Beginning in 1957, Ricca and Accardo allowed several others, such as Giancana, Joseph Aiuppa (also known as "Joey Doves"), William Daddano (also kown as "Willie Potatoes"), Felix Alderisio ("Milwaukee Phil"), Jackie Cerone ("Jackie the Lackey"), to serve as front men over the years, this due to some "heat" that Accardo was originally getting from the IRS, in the 1950s. However, no major business transactions, and certainly no "hits," took place without Ricca's and Accardo's knowledge and approval.
The Outfit reached the height of its power in the 1960s. With the aid of Meyer Lansky, Accardo used the Teamsters pension fund to engage in massive money laundering through the Outfit's casinos, aided by the likes of Sydney Korshak and Jimmy Hoffa. The 1970s and 1980s were a hard time for the Outfit, as law enforcement continued to penetrate the organization, spurred by poll-watching politicians.
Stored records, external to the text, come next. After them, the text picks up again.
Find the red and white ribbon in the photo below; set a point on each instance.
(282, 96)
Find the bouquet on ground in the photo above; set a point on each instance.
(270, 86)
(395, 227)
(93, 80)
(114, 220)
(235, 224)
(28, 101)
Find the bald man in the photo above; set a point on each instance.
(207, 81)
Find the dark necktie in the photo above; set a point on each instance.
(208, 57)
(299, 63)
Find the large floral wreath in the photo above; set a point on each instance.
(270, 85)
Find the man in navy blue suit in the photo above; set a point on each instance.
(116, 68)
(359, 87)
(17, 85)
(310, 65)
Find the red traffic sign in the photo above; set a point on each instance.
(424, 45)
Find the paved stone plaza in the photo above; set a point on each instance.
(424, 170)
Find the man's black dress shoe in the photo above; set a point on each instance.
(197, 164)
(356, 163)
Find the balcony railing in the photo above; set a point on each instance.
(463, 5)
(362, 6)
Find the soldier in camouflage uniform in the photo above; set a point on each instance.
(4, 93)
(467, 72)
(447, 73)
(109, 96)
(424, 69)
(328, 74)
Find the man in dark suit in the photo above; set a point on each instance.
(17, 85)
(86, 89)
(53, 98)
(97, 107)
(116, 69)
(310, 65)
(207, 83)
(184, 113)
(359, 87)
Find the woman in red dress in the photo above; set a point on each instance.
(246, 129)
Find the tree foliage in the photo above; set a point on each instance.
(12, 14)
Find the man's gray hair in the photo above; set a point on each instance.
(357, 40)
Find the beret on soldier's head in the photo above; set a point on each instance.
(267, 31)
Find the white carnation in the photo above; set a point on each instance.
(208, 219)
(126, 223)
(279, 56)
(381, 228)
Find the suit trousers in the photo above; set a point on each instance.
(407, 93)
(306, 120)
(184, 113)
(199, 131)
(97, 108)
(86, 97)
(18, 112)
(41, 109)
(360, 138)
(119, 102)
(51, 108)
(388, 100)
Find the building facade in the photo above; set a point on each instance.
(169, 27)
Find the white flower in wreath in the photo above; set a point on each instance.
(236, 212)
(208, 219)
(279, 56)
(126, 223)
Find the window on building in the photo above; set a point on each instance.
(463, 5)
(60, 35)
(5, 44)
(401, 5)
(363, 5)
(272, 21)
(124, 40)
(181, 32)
Off-track betting reduced bookmaking profits and illicit casinos withered under competition from legitimate casinos. Replacement activities like auto theft and professional sports betting did not replace the lost profits.
In May 1992, Tony Accardo, Chicago's one-time crime boss and consigliere of close to half-a-century, died. However, compared to how organized crime power struggles emerge in New York City, Chicago's transition from Accardo to the next generation of Outfit bosses has run rather smoothly.
The Chicago Outfit has a long history of portrayal in Hollywood as the subject of films and television, including the highly fictionalized Scarface (1932), Chicago Syndicate (1955), The Scarface Mob (1957), The St. Valentine's Day Massacre (1967), The Outfit (1973), The Untouchables (1987) as well as both the The Untouchables television series (1959-63; 1993-94). During the 1960s and in to the 1970s The F.B.I. showcased numerous, fictionalized, real Outfit cases on its television program. The television series Crime Story, which ran on NBC from 1986-1988, also portrayed a fictional syndicate mobster rising through the ranks of the Chicago Outfit.
Martin Scorsese's 1995 film Casino is a fictionalized depiction of the Chicago Outfit's skimming operations in Las Vegas. In The Simpsons episode "Viva Ned Flanders" the Las Vegas wedding-chapel priest cites the Chicago Outfit for vesting the power in him to marry. In FOX's Prison Break, character John Abruzzi is the incarcerated boss of the "Chicago Outfit." In the movie Payback, Mel Gibson fights against the crime organization firstly called, "The Syndicate," later in the movie called, "The Outfit."
In the Star Trek episode, "A Piece of the Action", the Enterprise visits Sigma Iotia II, a planet that based its culture on the Chicago Outfit (the fictional book "Chicago Mobs of the Twenties," (Pub. 1992).
The Chicago Outfit are a rock/powerpop band from the UK.
The Chicago Outfitis a Roller Derby team in Chicago (2007).
Road to Perdition (2002) was a film in which Al Capone and Frank 'The Enforcer' Nitti were depicted acting in concert with an irish gang in lower Illinois during prohibition.